[
Date Prev][
Date Next][
Thread Prev][
Thread Next][
Date Index][
Thread Index]
[
List Home]
Re: [jakarta.ee-spec] [External] : Re: [jakartaee-platform-dev] Issue for call tomorrow
|
i apologize, I have not digested the very long dependency
example. I will get to that. but first I just wanted to inject
what we have done in EE 9 (which didn't push final TCKs to Maven):
The proposed final TCK was published to a download folder. Along
with that publication a SHA-256 sum was generated.
That proposed final TCK was referenced in the final release
ballot (in the PR comments) and also in the referenced CCR (one or
more). The SHA-256 is also published as reference and it was
routinely checked in the various supporting materials.
Once the ballot was approved that exact TCK was copied into the
Spec. Committee controlled download directory and an
authentication signature is generated. The SHA-256 is common from
the "proposed-final" to the "final-final" copy and that verifies
that the TCK that was used to verify the compatible implementation
for release ballot is one and the same as the final TCK.
Once the ballot concludes that "proposed-final" TCK becomes
"final." Since there is no change to the TCK, the compatible
implementation need not re-check anything -- nothing changed in
the TCK. Were any change to occur with the TCK, the process of
certification would need to be done all over again.
TBH, I am unsure how this copy behavior can be replicated
properly with Maven artifacts. Perhaps that is one source of the
difficulties here?
-- Ed
On 1/26/2022 7:48 AM, Scott Stark
wrote:
> This artefact repo should be permanent:
>
> Reproducibility is important!
If the staged final artifacts are used, this is
guaranteed to be false. The only way to resolve it is to
change the EFSP/TCK process. I'm not convinced that
reproducibility of a CCR is essential. We need to be pragmatic
here. The spec process is already a significant burden
relative to just running an open source project. If the
perceived benefit of additional essential patent grants is not
worth the effort, we won't spend the effort.
> When the TCK run is successful, a final spec
version can be released with a ballot approves it.
This should be the norm for the ratifying
compatible implementation. A ballot for the final release of a
spec cannot be started until this is true. How does an RC TCK
help here?
> We also want to ensure in a more complex
dependency tree, that multiple versions of one spec are not
allowed, especially major versions not (that's not fulfilled
in 9.1 too)!
Major versions, yes, but minor versions by
definition should not be a concern if SemVer is used.
> This results in a new final release need to
be done at least at one of the leaf dependent specs to be able
to combine them in Jakarta Spec A. When they are in a M or RC
state, it can be fixed easier with another RC before all could
become final at least.
I don't see how an RC state helps here. With an
RC I have to spin up an RC+1 because it is in Maven central sd
I cannot delete it. With staged finals, I can respin them by
dropping the current staged repo.
I would like to share my
thoughts on this topic with a little example:
Project structure:
Jakarta
Jakarta Spec A
Spec A Document
Spec A API
Spec A TCK
Jakarta Spec B
Spec B Document
Spec B API
Spec B TCK
Jakarta Spec C
Spec C Document
Spec C API
Spec C TCK
Implementation Project X
Implementation X_A
Implementation X_B
Implementation Project Y
Implementation Y_A
Implementation Y_C
Dependency graph:
Jakarta Spec A
Jakarta Spec B
Jakarta Spec C
In this example Jakarta Spec A is an umbrella spec (in
a general sense, see below) and Jakarta Spec B and
Jakarta Spec C could be independent component specs.
I think, we agree that only final artefacts reflect a
version, that is intended to be used by common
application developers (end users).
And these final versions need to end up in Maven
Central (as sync point for end users).
We want to have one single version for a single
Jakarta spec (meaning for the spec document, API and
TCK of the spec) to show what belongs together.

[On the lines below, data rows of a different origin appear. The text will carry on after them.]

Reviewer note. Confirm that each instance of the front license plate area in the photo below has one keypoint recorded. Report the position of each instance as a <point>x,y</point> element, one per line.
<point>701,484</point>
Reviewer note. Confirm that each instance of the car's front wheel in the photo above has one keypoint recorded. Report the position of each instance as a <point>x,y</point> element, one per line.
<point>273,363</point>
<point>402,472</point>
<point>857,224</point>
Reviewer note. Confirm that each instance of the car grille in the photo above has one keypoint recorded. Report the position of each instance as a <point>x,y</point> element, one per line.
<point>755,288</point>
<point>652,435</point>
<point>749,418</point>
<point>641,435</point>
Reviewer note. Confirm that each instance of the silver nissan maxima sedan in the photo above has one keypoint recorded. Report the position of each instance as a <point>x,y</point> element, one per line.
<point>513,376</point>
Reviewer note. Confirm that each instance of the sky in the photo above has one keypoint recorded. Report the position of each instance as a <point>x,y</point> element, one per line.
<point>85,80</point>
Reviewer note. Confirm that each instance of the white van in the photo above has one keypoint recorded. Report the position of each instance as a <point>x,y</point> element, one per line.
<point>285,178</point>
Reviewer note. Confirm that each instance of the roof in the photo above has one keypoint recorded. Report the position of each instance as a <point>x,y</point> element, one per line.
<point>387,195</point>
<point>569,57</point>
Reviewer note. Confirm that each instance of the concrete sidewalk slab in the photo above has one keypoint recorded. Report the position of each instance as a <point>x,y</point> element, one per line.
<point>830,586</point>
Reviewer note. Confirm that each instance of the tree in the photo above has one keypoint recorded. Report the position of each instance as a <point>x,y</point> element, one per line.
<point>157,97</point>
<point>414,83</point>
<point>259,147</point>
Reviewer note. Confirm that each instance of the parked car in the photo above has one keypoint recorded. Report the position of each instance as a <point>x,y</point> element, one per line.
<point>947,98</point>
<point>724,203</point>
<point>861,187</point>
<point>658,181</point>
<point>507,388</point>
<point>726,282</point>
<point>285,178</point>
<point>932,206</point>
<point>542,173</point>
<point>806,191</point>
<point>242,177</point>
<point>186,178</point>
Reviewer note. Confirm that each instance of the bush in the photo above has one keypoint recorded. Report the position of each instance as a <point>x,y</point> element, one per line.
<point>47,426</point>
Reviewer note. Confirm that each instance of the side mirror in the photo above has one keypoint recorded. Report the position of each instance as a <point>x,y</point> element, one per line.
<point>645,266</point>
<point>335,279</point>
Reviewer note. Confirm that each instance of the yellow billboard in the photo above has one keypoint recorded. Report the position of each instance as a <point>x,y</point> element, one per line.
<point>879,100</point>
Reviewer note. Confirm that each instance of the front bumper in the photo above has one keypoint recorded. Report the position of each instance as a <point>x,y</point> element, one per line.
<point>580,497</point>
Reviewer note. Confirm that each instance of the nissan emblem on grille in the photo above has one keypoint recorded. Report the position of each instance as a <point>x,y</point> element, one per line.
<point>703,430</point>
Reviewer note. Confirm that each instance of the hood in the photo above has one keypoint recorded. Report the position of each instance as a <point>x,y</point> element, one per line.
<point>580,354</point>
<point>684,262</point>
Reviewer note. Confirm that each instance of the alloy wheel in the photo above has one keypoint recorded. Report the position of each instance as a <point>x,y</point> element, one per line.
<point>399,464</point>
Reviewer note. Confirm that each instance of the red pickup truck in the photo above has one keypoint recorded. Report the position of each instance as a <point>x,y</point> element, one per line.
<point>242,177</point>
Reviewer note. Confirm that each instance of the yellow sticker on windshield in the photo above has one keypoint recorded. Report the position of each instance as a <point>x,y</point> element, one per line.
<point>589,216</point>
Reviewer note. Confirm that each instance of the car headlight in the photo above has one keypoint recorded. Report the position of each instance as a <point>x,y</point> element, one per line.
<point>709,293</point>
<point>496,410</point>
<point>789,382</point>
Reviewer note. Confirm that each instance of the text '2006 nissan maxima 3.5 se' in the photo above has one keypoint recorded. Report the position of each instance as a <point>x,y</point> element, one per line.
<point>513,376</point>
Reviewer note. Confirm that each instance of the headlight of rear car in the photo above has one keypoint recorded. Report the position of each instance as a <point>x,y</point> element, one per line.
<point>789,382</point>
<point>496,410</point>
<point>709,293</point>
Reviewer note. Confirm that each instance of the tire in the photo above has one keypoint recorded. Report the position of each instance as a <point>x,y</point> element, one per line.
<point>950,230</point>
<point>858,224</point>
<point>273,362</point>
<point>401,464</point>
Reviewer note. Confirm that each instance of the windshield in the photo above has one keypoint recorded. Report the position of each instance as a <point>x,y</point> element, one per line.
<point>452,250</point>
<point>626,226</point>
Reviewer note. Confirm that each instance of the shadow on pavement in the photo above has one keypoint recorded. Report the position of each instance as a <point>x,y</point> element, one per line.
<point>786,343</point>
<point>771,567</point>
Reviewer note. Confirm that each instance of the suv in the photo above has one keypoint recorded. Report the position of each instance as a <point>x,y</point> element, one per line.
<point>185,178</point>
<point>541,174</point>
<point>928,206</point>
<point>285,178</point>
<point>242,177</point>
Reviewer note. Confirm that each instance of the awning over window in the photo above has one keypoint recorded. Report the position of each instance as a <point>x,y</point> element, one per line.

That version (and only that) is under control of the
Jakarta spec project and governance of the Jakarta EE
Specification Committee - implementation projects
versions are not.
To be clear: If an implementation project decided not
to use SemVer and orders versions by approaching
Euler, Pi or use a count down, they are free to do so
- even when this is not reflecting common user
expectations ;-)
However, it is a good idea to ensure SemVer for all of
the Jakarta specs (including the
platform/profile/umbrella specs on my opinion, but
that might be a different discussion).
By the way, the same is true for implementation
project structure changes: I.e. renaming
implementation X_A to A_X would be out of scope and
therefore control of Jakarta.
One requirement for a Jakarta spec to become final is,
that at least one implementation passes the required
TCK (or in some cases TCKs, exactly spec TCK + global
TCK part at the currently for some specs, but let's
assume this fact is covered in the spec TCK itself)
successfully to ensure that a spec is implementable
and therefore useful at all.
In the example above that means one of implementation
X_A or implementation Y_A at least has to pass the
Jakarta Spec A required TCK successfully.
To achieve that, the artefacts need to be
referenceable and loadable by the implementation
projects at minimum, but not necessarily from Maven
Central.
This artefact repo should be permanent:
Reproducibility is important!
Out of scope and control of Jakarta there might be
issues, that are influenced by the environment:
Jenkins, Maven, Java SE, Container Runtime, OS, VM,
Hardware, physical environment etc.
Even when they are rare, they are usually hard to find
- being able to exclude the issue is within Jakarta
itself, it is very helpful to be able reproduce it at
any time.
That requirement results in the exact implementation
artefact need to be available permanently too.
Side note: The cooperation with Adoptium could help
regarding Java SE and to some degree OS changes.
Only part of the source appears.